Słupskie piłkarki ręczne męczyły się z beniaminkiem

Mylił się ten, kto sądził, że beniaminek łatwo złoży broń w starciu z rutynowanym zespołem Słupi. Jednak w końcowym rozrachunku, to Słupia okazała się lepsza, wywalczając awans do kolejnej rundy Pucharu Polski. Zawodniczki Słupi Słupsk wygrały z MTS Kwidzyn 31:28

 
Wynik tego spotkania pewnym rzutem otworzyła Agnieszka Łazańska. Jednak przyjezdne szybko odpowiedziały celnym trafieniem. Gospodynie po upływie pięciu minut zdołały wyjść na dwubramkową przewagę. W obronie brakowało koncentracji, więc Kwidzyn szybko zdołał odrobić straty.

 
Dopiero w dziesiątej minucie Słupi udało się uzyskać trzy bramki przewagi. Spora w tym zasługa Iwony Łoś. Słupska bramkarka znalazła w tym fragmencie meczu skuteczny sposób na zatrzymanie rywalek. Te nie ustępowały, i mimo kilku nietrafionych rzutów, cały czas próbowały znaleźć pomysł na zdobycie bramki. Na nic się to jednak zdawało. Słupska bramkarka z każdą kolejną minutą coraz pewniej radziła sobie między słupkami. Większość odbitych przez nią piłek szybko trafiało do naszych skrzydłowych, które skutecznie kończyły kontrataki.

 
Niestety, lekka dekoncentracja w słupskim zespole spowodowała, że to rywalki chwilę później złapały wiatr w żagle. Grając pewniej w obronie i prowokując gospodynie do oddawania rzutów z nieprzygotowanych pozycji, szybko zmniejszyły straty. W dwudziestej minucie na tablicy świetlnej widniał remis 11:11.

 
Na reakcję trenera Słupi nie trzeba było długo czekać. Gwizdek, przerwa i kilka słów do zawodniczek.
Po powrocie na parkiet, to słupszczanki najpierw źle wyprowadziły kontratak, później odpuściły w obronie, co od razu wykorzystał kwidzyński zespół, zdobywając bramkę i wychodząc na prowadzenie.
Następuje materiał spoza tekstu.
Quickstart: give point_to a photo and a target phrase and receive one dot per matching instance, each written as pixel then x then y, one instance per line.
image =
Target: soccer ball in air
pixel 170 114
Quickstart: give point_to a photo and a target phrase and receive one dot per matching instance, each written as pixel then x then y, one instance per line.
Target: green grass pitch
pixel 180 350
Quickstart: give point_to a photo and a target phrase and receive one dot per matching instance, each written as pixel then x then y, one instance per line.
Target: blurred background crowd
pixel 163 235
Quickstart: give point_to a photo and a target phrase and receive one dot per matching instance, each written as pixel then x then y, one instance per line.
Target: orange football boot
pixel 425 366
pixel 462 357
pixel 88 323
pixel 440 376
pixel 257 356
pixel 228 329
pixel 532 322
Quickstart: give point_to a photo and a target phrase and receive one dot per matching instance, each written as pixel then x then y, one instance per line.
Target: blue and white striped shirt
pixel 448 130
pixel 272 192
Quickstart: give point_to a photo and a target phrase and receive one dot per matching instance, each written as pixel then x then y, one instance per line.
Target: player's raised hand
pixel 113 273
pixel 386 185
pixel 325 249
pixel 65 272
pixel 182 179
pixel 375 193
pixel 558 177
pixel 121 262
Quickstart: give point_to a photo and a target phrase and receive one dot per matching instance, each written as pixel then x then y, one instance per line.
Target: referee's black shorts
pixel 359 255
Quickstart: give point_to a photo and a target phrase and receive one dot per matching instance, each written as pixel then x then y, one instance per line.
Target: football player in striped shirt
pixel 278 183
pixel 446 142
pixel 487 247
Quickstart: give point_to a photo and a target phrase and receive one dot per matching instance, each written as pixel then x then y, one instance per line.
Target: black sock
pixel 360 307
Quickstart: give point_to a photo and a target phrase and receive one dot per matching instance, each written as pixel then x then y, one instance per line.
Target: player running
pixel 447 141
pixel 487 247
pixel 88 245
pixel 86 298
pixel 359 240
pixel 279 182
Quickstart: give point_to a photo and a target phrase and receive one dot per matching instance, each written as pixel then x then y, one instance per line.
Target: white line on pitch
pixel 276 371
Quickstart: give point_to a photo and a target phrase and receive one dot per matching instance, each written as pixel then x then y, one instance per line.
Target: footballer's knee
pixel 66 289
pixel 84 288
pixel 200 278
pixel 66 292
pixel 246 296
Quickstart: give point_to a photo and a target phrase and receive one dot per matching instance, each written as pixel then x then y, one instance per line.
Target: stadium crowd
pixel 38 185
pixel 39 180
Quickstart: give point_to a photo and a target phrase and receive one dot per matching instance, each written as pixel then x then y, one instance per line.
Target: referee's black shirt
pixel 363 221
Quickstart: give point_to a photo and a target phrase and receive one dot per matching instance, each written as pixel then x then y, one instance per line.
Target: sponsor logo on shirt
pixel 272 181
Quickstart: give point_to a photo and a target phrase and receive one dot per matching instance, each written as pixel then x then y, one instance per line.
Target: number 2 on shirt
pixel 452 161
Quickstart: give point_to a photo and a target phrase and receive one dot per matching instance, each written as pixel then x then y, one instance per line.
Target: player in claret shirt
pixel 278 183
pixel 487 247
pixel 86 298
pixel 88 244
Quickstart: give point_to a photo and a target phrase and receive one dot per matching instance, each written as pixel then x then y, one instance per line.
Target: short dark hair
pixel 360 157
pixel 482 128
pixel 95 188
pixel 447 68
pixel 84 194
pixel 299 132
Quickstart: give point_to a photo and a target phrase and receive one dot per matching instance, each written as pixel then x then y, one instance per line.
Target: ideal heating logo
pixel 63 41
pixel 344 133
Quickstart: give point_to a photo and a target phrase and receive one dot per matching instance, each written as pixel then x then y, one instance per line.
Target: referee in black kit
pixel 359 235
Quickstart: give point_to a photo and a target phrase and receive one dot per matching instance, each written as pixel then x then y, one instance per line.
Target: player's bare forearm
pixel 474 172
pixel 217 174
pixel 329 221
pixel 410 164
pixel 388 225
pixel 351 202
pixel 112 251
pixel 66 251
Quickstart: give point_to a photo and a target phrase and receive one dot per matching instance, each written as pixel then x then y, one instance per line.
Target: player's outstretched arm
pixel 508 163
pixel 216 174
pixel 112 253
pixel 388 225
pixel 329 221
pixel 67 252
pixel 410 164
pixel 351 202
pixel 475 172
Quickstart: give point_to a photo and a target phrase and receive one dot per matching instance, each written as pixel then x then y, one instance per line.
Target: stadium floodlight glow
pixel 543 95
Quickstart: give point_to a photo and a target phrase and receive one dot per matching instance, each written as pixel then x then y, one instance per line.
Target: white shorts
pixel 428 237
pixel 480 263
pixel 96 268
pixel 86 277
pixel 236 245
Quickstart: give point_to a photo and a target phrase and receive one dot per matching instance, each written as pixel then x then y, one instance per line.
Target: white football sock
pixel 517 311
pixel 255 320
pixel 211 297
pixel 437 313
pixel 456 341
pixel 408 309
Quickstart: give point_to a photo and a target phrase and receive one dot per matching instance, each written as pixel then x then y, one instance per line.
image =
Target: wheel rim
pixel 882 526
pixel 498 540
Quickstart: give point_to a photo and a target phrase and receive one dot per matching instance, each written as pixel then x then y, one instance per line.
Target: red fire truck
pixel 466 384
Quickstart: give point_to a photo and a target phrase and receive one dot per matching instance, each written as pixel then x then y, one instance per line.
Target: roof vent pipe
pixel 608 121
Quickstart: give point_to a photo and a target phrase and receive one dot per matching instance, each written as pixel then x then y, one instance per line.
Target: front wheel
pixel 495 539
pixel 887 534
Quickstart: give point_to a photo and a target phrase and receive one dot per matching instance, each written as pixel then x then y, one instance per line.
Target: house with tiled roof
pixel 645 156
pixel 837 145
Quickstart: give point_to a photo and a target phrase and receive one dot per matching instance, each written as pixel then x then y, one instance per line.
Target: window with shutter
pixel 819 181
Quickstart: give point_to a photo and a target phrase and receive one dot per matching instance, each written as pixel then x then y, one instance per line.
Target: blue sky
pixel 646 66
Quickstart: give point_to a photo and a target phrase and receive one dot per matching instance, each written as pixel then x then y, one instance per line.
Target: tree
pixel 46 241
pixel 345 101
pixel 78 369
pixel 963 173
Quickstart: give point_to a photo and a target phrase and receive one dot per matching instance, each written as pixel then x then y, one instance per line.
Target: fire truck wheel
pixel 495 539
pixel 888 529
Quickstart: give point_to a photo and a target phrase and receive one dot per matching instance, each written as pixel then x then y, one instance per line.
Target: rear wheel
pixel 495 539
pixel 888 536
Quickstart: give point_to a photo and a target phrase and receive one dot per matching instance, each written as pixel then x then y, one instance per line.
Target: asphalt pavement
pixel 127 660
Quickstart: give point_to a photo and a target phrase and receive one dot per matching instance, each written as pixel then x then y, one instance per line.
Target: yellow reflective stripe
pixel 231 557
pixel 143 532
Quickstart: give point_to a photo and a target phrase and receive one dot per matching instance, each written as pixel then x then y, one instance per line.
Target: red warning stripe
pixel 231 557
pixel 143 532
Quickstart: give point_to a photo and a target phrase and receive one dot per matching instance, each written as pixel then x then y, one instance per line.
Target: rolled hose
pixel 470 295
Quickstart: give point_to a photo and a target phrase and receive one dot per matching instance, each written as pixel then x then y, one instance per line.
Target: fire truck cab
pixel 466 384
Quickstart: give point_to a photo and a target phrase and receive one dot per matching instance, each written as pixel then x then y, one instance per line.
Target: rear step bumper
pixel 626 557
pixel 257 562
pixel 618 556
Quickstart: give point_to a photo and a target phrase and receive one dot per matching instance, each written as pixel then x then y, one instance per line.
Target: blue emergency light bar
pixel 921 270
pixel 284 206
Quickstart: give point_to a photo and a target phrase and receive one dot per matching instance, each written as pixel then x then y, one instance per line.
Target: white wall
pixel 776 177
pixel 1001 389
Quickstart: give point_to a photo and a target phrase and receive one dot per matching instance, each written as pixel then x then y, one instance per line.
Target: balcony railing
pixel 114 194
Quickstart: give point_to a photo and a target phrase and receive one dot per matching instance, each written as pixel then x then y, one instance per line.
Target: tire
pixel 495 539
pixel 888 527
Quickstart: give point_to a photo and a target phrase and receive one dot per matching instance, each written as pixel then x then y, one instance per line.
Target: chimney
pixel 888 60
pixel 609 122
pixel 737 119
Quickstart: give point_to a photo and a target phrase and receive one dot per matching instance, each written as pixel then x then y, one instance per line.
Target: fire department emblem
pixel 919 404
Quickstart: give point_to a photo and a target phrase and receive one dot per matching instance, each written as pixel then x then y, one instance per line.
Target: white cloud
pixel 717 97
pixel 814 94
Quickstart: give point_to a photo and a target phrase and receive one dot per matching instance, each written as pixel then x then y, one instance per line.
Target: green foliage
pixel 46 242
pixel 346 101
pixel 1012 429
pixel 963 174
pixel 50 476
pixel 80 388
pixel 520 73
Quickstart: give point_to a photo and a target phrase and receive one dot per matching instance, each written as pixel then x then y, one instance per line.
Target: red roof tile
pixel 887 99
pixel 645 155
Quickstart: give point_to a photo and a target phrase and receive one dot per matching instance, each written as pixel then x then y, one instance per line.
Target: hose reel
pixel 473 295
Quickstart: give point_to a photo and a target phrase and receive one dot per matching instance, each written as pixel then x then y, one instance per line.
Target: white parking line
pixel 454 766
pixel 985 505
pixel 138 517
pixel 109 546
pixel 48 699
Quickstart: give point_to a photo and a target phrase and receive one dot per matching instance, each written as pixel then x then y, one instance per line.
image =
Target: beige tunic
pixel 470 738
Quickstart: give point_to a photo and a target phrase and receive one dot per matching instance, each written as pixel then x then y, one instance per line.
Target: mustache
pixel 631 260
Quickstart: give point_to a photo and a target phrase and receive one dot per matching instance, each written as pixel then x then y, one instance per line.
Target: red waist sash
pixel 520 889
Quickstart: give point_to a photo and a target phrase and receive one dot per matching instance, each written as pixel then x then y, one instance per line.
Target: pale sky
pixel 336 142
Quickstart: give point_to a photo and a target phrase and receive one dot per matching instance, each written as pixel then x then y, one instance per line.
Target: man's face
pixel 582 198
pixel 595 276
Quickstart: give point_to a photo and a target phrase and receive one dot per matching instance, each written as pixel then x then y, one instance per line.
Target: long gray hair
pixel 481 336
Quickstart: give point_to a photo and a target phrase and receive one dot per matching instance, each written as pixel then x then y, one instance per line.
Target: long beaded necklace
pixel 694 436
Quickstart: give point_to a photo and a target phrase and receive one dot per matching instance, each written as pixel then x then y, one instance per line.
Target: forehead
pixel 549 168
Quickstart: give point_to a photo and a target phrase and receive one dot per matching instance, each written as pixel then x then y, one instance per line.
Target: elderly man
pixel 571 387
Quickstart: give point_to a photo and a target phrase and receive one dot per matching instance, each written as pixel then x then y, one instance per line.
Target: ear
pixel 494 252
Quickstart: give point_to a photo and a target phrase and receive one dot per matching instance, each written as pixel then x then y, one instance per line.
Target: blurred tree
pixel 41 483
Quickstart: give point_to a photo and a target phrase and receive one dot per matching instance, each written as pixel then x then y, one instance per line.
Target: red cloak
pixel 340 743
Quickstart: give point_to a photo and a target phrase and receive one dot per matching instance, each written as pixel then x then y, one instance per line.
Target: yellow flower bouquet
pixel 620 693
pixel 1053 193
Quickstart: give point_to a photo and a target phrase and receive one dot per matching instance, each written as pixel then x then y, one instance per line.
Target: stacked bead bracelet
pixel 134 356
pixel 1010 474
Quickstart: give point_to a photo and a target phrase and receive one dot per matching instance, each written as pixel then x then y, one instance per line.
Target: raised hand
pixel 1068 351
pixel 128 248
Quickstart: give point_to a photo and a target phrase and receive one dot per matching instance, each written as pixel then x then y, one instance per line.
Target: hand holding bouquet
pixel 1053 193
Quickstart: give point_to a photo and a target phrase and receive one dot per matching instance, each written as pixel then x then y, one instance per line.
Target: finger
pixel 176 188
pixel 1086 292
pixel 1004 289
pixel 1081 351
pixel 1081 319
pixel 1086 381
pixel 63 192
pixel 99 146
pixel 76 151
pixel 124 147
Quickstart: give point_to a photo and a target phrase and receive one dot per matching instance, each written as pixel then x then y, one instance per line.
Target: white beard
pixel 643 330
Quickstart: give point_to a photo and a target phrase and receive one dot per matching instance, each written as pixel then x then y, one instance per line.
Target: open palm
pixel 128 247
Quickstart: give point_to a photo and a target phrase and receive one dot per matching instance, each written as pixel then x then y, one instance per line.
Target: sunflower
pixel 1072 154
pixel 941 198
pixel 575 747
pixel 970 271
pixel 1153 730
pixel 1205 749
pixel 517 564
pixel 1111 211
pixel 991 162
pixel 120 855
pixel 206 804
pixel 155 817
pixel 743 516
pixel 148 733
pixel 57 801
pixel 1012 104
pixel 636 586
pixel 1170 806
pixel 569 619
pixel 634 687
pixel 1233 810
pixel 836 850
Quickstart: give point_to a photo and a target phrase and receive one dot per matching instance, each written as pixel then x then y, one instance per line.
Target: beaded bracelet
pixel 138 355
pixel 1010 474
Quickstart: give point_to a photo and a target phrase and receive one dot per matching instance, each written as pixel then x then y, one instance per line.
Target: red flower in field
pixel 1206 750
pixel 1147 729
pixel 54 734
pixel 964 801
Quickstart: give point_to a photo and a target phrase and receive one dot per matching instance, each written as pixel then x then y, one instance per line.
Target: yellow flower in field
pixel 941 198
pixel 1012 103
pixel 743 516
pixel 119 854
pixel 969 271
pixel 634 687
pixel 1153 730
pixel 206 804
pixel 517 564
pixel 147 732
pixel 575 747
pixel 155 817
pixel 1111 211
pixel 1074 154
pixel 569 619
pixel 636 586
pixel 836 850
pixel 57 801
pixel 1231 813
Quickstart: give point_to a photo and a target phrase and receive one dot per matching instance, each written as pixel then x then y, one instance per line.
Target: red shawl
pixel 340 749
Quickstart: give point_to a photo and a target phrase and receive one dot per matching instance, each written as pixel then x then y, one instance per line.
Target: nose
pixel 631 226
Kilkanaście sekund później Słupia nie potrafiła znaleźć sposobu na zatrzymanie kolejnej akcji rywalek. Sygnał do odrabiania strat dała po chwili Anna Ilska, która najpierw zdobyła bramkę a później skutecznie przerwała akcję MTS-u. Kiedy Słupia traciła już tylko jedno oczko przyjezdne znów odpowiedziały skuteczną kontrą. Na pięć minut przed końcem pierwszej części meczu Słupia przegrywała już różnicą trzech trafień.

 
Remis udało się wywalczyć kontratakami, które skutecznie kończyła Anna Ilska. Po pierwszej połowie remis 17:17.
Drugą część gry niecelnym rzutem rozpoczęła Alicja Pękala. Sztuka ta udała się za to Amelii Zawalich. Słupia odpowiedziała dwoma niecelnymi rzutami powracającej do drużyny Natalii Borowskiej. Dwukrotnie pomyliła się też Agnieszka Łazańska. Pierwszego gola słupszczanki zdobyły dopiero po pięciu minutach. Piłka trafiła do Katarzyny Cieśli, która fantastycznie spisała się w roli obrotowej. Do remisu udało się doprowadzić po pewnym rzucie Patrycji Firkowskiej. Kolejne trafienie dołożyła Natalia Borowska i pierwszy raz w tej części meczu to Słupia wyszła na prowadzenie. Niestety, nie na długo, bo chwilę później sędziowie wskazali na siódmy metr, który rywalki zamieniły na bramkę.

 
Od 42. minuty meczu widać było, że rywalki powoli opadają z sił. Ich akcje ofensywne nie były już tak dynamiczne. Wkradła się także niedokładność, która skutkowała stratą kilku piłek w ataku. Ten fragment wyraźnie należał do zespołu Michała Zakrzewskiego. Na kwadrans przed zakończeniem meczu miejscowe prowadziły czterema trafieniami.
Swój zespół próbowała do walki poderwać jeszcze Joanna Gędłek, która zmniejszyła nieco straty  dwoma trafieniami. MTS próbował odwrócić losy meczu także szybkimi kontrami, jednak Julia Siuda nie potrafiła znaleźć skutecznego sposobu na pokonanie Iwony Łoś.

 
Na pięć minut przed końcem meczu kwidzyński zespół zmniejszył straty po celnym rzucie Malwiny Hartman. Na tablicy 29:26.
Po czasie wziętym przez trenerkę Majdzińską drogę do bramki znalazł rzut Joanny Gędłek. Zespół z Kwidzyna, choć grał w przewadze, stracił kolejną bramkę. Przyjezdnym nie udało się skutecznie wykończyć kontrataku. Te dwie sytuacje mogły przesądzić o końcowych losach meczu. Na pół minuty przed końcowym gwizdkiem Słupia, choć nie wykorzystała karnego, to wciąż miała trzy bramki w zapasie. Końcowy gwizdek i zwycięstwo – 31:28.